Darcy rose. Of course he did. His eyes flicked over her, hair still mussed, shawl askew, cheeks warm with memory, and he smiled.
It was the faintest smile. But it felt like an embrace.
She sat, picked at a plum tart, and pretended to follow the conversation. Mr Gardiner regaled them with some story of a failed fishing trip. Darcy leaned in, adding a dry remark about trout with too much self-respect. They laughed.
Elizabeth could barely breathe.
“I think,” she said, standing, “I shall change before we go into Lambton. I feel quite wilted.”
Her aunt nodded, distracted. Mr Gardiner was pouring more cordial. Darcy’s glass was nearly empty.
Elizabeth stepped away, then paused.
She looked back over her shoulder.
Right at him.
Her mouth curved, subtle, sly. Just enough. Come, it said, and ruin me.
* * *
Elizabeth unfolded a note and read it once, then again, slower, a smile tugging at her mouth despite herself.
Madam,
Your absence has become intolerable.
If you are willing, I am waiting for you in my private library.
Yours,
F.D.
P.S. You would greatly ease my suffering if you wore something yielding.
She pressed her fingers to her lips, smothering a laugh. Of course. Of course he would write her a note like this, restrained, aching, absurdly proper even while begging her to come undone for him.
The man was ridiculous. Ridiculous and beautiful and so tightly wound she could almost hear him breaking apart from here.
Elizabeth smoothed the note once more, savouring the words, the trembling formality of it.
Yielding.
She was already half-naked, flushed, aching for him, and somehow he had made it worse, sent her heart pounding harder, and sent slick heat curling low in her belly with a few words written. Arousal prickled under her skin, sharp and giddy.
She shrugged into a thin wrapper, the first thing her fingers found, something soft and loose enough that a single tug would bare her completely. She caught her reflection in the mirror, hair mussed, mouth pink from the teeth she pressed into her lower lip, and laughed again, breathless this time.
This was madness, absolute madness. Yet her hands moved before her mind could stop them, tying the morning dress loosely over her thin shift, and smoothing her hair into something that could pass, at a distance, for respectable. She left her room quietly, the note crumpled in her palm.

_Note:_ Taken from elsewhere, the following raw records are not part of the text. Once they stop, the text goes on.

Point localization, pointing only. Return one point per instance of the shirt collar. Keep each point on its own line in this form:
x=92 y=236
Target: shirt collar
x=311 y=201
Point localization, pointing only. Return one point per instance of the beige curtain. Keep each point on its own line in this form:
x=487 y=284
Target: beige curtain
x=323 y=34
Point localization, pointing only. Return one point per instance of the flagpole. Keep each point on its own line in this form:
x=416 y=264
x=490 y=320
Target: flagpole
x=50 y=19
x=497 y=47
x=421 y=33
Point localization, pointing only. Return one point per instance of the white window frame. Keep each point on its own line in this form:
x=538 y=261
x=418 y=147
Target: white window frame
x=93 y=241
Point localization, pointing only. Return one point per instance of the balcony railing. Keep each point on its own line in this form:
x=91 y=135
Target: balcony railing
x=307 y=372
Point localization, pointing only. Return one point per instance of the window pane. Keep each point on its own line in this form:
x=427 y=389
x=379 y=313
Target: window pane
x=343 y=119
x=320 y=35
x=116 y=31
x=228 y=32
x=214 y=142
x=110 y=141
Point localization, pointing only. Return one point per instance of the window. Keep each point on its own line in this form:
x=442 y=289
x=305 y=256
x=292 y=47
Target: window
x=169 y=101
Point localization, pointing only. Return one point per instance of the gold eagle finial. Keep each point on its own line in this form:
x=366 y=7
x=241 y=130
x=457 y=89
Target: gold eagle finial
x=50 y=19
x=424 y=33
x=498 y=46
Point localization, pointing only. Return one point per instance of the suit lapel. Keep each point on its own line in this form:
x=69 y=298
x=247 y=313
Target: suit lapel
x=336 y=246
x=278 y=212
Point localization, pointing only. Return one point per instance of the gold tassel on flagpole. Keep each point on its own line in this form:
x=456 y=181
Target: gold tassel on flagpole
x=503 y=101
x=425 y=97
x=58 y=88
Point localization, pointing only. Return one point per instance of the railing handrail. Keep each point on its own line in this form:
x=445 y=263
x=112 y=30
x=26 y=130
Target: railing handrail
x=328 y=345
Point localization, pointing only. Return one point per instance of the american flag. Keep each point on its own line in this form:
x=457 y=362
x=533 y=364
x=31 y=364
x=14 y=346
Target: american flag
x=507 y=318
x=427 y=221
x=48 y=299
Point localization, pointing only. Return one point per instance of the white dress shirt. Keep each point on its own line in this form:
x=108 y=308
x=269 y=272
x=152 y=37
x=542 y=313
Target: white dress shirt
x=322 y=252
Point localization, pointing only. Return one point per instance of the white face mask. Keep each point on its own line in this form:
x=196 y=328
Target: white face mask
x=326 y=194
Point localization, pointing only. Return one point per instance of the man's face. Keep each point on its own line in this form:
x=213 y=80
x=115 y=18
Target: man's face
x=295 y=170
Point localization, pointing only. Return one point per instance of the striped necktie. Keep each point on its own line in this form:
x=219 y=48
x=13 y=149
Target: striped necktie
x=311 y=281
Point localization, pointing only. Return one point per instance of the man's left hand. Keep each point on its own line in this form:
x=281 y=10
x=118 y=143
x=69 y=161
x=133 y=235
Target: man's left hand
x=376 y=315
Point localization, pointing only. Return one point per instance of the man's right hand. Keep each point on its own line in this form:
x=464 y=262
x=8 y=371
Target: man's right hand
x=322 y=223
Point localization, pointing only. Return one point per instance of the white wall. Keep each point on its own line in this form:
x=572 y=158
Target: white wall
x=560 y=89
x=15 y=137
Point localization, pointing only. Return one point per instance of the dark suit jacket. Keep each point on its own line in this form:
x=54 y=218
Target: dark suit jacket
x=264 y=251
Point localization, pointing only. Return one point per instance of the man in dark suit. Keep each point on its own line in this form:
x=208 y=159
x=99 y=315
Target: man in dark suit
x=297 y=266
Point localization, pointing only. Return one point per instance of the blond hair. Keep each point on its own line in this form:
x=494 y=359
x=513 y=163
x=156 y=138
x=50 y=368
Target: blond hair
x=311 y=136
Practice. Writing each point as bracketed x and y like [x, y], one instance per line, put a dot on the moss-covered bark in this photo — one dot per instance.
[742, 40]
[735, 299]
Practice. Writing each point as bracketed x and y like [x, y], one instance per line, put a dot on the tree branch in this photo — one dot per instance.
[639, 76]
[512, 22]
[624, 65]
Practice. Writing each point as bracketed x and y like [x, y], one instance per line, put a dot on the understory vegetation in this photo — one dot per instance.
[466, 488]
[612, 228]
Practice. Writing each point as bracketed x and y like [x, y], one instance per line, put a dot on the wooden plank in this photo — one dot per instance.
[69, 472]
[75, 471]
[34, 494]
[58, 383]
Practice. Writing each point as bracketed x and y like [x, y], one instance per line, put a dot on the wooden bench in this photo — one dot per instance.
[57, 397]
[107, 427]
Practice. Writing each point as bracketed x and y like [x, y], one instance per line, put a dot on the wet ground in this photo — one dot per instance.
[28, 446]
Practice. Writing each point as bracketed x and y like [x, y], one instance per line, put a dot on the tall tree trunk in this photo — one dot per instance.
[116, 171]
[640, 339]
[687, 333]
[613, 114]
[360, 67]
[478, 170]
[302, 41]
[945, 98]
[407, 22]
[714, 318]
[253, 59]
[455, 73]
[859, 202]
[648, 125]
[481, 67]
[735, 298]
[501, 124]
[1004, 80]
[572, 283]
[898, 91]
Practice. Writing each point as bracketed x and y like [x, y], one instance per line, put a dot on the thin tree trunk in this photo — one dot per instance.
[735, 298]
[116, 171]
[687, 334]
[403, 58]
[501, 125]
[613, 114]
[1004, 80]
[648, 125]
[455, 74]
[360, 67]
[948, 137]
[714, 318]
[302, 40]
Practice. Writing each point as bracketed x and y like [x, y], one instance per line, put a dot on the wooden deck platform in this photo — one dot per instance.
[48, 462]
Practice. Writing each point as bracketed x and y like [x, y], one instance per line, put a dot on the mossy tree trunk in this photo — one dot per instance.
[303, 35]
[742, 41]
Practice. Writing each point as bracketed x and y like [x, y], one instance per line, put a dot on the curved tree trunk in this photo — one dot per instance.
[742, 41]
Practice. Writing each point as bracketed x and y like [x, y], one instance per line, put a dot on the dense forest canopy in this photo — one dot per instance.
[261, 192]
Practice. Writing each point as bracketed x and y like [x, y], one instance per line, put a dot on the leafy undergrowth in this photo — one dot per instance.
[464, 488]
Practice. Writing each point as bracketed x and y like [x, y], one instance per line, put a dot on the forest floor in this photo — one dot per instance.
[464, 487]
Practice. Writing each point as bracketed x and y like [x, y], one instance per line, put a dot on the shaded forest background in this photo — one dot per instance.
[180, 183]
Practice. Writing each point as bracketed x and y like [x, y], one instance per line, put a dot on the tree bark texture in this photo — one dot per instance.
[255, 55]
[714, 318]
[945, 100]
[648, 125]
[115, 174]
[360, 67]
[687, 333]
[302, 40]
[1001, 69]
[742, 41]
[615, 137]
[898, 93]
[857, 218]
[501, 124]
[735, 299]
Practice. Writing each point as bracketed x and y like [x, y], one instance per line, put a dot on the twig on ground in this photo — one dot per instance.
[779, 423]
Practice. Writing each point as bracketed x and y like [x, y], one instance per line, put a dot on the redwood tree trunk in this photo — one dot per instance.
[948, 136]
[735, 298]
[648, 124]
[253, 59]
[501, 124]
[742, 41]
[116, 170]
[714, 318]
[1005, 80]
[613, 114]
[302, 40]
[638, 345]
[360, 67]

The great library lay along the main corridor. She slipped inside, pulse roaring in her ears. At first glance, the room was empty. Then, movement behind the far shelves.
Fletcher, Darcy’s valet emerged, dusting cloth in hand, his expression perfectly bland except for the faintest glint of mischief in his grey eyes.
Elizabeth froze, burning.
“Mrs Morley,” Fletcher said, bowing with impeccable gravity. “May I assist you?”
She forced her chin up, keeping her voice light and casual. “I was hoping to find a book Mr Darcy recommended.”
Fletcher blinked slowly, almost smiling. “Of course, ma’am. You will find it in the private library. West corridor. First right.”
Elizabeth nodded stiffly, cheeks flaming, and fled before he could say anything else.
The west corridor was narrower, quieter. The carpet muffled her steps; the walls seemed to close in. Her hand trembled when she found the door, plain and tucked into shadow. She lifted her hand, hesitated, then knocked.
The door opened almost at once.
Darcy stood there, shirt sleeves rolled to the elbow, waistcoat gone. His eyes darkened the moment he saw her. He stepped back, letting her in. The door clicked shut behind her.
Before he could touch her, before the fire between them could reignite, Elizabeth spoke, sharp and furious.